The Yoga Federation of India has asked the Indian government to give yoga asanas the classification of a sport, and hopes that one day it may even make it into the Olympics. With the physical side of yoga now a worldwide phenomenon, it has become a commonplace fixture right alongside Boxercise and Legs, Bums and Tums classes on gym timetables up and down the country. So should yoga postures be recognised as a sport in their own right, or would this risk cutting yoga asanas off from a spiritual side of the practice?
The arguments for making yoga a sport
A lot of people mistakenly believe yoga already is a sport. It’s true that yoga classes can offer the same great workout as cardiovascular exercise. With increased strength and flexibility up for grabs, it is easy to see why yoga has made it into so many people’s regular fitness routine.

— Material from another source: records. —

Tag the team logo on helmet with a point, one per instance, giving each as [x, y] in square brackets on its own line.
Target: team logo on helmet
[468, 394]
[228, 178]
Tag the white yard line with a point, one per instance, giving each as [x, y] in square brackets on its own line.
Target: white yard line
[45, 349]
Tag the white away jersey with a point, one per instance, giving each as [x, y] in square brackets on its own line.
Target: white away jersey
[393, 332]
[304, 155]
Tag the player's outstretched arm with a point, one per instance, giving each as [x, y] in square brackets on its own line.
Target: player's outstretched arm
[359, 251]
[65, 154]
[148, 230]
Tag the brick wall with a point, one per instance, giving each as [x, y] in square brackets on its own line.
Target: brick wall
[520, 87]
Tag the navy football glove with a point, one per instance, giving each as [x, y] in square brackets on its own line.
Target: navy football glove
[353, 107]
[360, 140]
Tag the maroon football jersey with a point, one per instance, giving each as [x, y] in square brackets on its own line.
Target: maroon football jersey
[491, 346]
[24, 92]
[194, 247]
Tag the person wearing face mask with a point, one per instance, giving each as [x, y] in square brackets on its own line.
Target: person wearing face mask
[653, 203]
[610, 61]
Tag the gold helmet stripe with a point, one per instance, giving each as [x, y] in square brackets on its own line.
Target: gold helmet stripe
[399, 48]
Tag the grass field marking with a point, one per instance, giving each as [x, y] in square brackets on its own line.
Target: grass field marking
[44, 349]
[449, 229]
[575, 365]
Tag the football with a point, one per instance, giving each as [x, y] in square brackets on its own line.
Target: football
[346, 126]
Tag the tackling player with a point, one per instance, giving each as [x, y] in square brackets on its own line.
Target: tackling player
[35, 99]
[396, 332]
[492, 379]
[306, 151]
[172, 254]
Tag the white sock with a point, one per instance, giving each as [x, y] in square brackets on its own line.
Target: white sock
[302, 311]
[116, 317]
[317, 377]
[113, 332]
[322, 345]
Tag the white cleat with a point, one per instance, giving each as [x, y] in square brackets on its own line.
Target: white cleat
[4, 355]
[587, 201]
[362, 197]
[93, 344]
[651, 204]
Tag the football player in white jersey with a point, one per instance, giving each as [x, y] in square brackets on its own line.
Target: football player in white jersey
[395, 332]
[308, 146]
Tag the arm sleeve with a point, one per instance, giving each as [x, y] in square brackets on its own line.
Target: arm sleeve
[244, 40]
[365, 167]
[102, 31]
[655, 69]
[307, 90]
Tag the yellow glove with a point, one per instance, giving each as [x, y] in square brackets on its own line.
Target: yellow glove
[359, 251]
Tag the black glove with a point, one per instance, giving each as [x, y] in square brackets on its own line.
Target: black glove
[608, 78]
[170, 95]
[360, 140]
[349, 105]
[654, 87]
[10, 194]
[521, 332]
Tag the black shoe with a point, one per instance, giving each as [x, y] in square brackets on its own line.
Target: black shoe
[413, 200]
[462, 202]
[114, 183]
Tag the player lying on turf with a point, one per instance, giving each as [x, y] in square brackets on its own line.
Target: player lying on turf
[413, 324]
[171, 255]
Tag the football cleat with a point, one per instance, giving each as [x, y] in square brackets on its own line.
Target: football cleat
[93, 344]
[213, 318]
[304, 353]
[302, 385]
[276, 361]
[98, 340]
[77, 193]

For the Yoga Federation in India there are practical reasons for getting yoga recognised as a sport. Athletes in the country can often reap rewards like grants and scholarships, providing better support and opportunities. Yoga was in fact classed as a sport by the Indian government back in 2015 for those very reasons, but only for 14 months, until that decision was reversed.
To a certain extent, the yoga world already has competitive elements within it. Yoga competitions have been held in India for several decades, and have now made it over to the Western world too. Events like the World Yoga Championship, which was just recently won by a 9 year old British boy in Bulgaria, show off competitors skills in executing tricky postures and feature participants from all across the globe.
Sport or spiritual practice?
There are those who don’t feel like the competitive aspect of making yoga asanas a sport align with the concept of yoga as a whole. It’s certainly true that the idea of beating somebody, or there being a “winner” in yoga doesn’t fit quite so neatly into the spiritual model of cultivating inner peace.
Yoga teachers can often be heard reassuring students not to compare themselves to their fellow classmates, to listen to their own body and focus on self rather than looking to others.
Yet there is no denying that yoga is constantly changing, with new yoga trends hitting the yoga market all the time. Despite many people thinking of yoga asanas as an ancient practice dating back thousands of years, the reality is that the yoga we practice today is far more recent than we realise. Could this be the next inevitable evolution of yoga?